The Buddha taught that life has 3 characteristics (the Three Marks of Existence/Three Universal Truths/Three Lakshanas. The Three Lakshanas are anicca, dukkha and anatta. They allow one to see the true nature of reality, and if one does not see things as they really are, this causes them to suffer.
Dukkha (suffering) is the human condition. It is often translated as ‘unsatisfactoriness’. Dukkha is the first of the Four Noble Truths. It means that no happiness is permanent and all happiness is tainted by dukkha. Dukkha is a fundamental philosophical concept which requires a lot of explanation.
Anicca (impermanence) means that there is a chain of cause and effect that everything is subject to. An example of the transcience of all things is a flower, which changes and decays. Paticcasamuppada means that everything has a conditioned existence. Everything is interconnected. This relates to Heraclitus’ theory of flux – ‘you cannot step in the same river twice’.
Anatta (non-self) is the view that nothing about the person exists eternally without change. The self is dependent on 5 skhandhas: body, sensations, perceptions, mental formations and consciousness. There is no eternal soul after rebirth. The flame and rope analogies can be used to describe the process of death and rebirth.
Annica – Impermanence
Change is the focal point for Buddhist insight — a fact so well known that it has spawned a familiar sound bite: “Isn’t change what Buddhism is all about?”
In terms, though, of how we use this in our meditations and reflections we can think about the following two frames of reference
Insight into change teaches us to embrace our experiences without clinging to them — to get the most out of them in the present moment by fully appreciating their intensity, in full knowledge that we will soon have to let them go to embrace whatever comes next.

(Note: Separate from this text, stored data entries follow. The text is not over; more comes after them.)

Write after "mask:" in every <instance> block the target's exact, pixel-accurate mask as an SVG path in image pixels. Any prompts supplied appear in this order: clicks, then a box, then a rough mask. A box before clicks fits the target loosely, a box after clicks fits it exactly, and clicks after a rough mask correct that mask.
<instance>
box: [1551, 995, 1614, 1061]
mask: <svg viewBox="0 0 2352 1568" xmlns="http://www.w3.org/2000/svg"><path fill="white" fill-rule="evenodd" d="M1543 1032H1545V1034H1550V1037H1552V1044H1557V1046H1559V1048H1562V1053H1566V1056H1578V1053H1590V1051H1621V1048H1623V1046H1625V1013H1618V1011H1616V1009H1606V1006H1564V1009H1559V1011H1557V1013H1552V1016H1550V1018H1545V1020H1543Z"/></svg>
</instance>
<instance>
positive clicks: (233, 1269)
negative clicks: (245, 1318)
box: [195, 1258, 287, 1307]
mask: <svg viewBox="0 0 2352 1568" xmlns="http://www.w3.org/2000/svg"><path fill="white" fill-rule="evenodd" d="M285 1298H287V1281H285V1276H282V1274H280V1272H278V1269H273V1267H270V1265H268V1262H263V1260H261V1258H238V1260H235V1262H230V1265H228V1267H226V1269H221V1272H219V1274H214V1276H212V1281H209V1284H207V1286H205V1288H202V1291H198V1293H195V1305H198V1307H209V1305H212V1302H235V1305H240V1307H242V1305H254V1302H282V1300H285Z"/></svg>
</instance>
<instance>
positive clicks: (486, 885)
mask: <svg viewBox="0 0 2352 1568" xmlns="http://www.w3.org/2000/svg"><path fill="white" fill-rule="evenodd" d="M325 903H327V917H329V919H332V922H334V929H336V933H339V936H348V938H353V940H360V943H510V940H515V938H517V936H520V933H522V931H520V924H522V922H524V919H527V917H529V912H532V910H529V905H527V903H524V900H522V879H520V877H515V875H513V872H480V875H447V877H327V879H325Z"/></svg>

Insight into change teaches us hope. Because change is built into the nature of things, nothing is inherently fixed, not even our own identity. No matter how bad the situation, anything is possible. We can do whatever we want to do, create whatever world we want to live in, and become whatever we want to be. We just have to be strong and brave. Although change is inevitable, we can clearly influence what happens in our lives. We can choose to introduce change that is skilful and supports others.
You may like to consider this in your contemplations. If experiences are so fleeting and changeable, are they worth the effort needed to produce them? How can we find genuine hope in the prospect of positive change if we can’t fully rest in the results when they arrive? Aren’t we just setting ourselves up for disappointment? Should we just be nihilistic about this and roll with the world. Well, by interesting mindfulness we do start to see the positive and skilful change we can introduce. Our thoughts in reality are exceptionally quick and fleeting but they DO trigger actions from us.
So, the meditation for today is to look at the thoughts as they are born in the mind. To develop a habit of noticing them and noticing how they influence our lives. Despite their impermanent nature, they influence us. They are the biggest influencer in our lives!